“You can’t be a blank-minded ingénue. There must be a dance persona that is rich, that has layers of interest. A soloist has to have a ‘voice.’ the way a singer does. And it has to do with — not exactly beauty, but something that consumes the whole space. A good soloist has to know the tricks of the trade too. How loud to sing.”
Beverly Blossom, Solo Dancer, in a NY Times interview
Beverly Blossom was a modern-dance choreographer, teacher, and performer known for dancing dangerously. At one point she performed as both an old gigolo and his aging female partner dancing a zesty tango together. In “Poem for the Theater No. 6,” she pioneered one of the first multimedia dance performances and she was strongly influenced by Bertolt Brecht. She was still performing in her mid-80s.
The qualities of a strong solo dance performer that Beverly cites in her interview strike me as very important for writers as well:
“You can’t be a blank-minded ingénue. There must be a dance persona that is rich, that has layers of interest:” As writers, we are most likely to thrive when we bring everything to the party: Our experience, hopes, dreams, disappointments, everything we’ve lived has to find its way in some way to the page. To create layers of interest in our work, we need layers of interest in our life: A rich persona is the fruit of writing dangerously and writing dangerously is the fruit of a rich persona.

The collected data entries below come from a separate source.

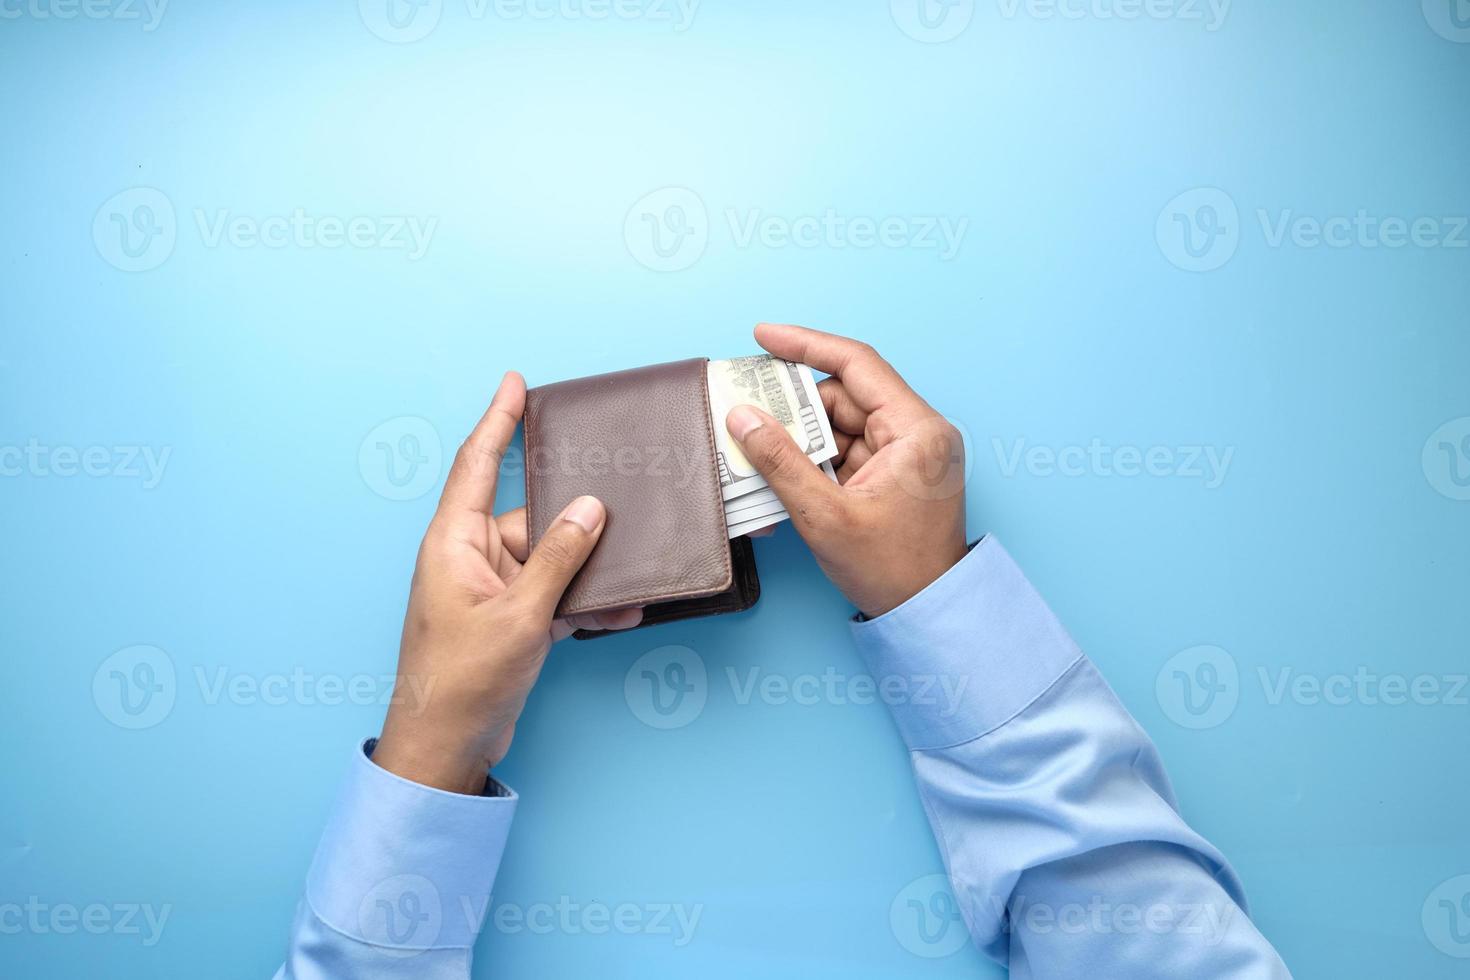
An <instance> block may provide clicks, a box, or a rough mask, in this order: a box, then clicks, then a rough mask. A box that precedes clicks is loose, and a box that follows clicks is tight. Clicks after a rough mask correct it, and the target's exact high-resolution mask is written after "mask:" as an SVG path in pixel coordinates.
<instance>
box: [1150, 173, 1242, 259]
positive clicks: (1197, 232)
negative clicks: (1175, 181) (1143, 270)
mask: <svg viewBox="0 0 1470 980" xmlns="http://www.w3.org/2000/svg"><path fill="white" fill-rule="evenodd" d="M1154 238H1155V239H1157V241H1158V250H1160V251H1161V253H1164V259H1167V260H1169V262H1172V263H1173V264H1175V266H1177V267H1180V269H1183V270H1185V272H1210V270H1213V269H1219V267H1220V266H1223V264H1225V263H1227V262H1230V257H1232V256H1235V250H1236V247H1238V245H1239V244H1241V215H1239V212H1238V210H1236V207H1235V201H1233V200H1232V198H1230V195H1229V194H1226V192H1225V191H1222V190H1220V188H1217V187H1197V188H1194V190H1192V191H1185V192H1183V194H1179V195H1177V197H1175V200H1172V201H1169V203H1167V204H1164V210H1161V212H1158V220H1157V222H1155V223H1154Z"/></svg>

“A soloist has to have a ‘voice,’ the way a singer does. And it has to do with — not exactly beauty, but something that consumes the whole space:” A fresh, surprising, singular “voice” is the emotional heart of every rewarding artistic endeavor. Just as the “voice” of a vibrant solo dancer “consumes the whole space,” of a stage, as writers, we need to resist playing small and approach our work expansively, with vision and verve.
“A good soloist has to know the tricks of the trade too. How loud to sing:” Craft takes time. Knowing the tricks of the trade gives us the power and freedom to play, to experiment, to grow. If we don’t know “how loud to sing,” how can we be sure anyone will hear what we have to say? Write on!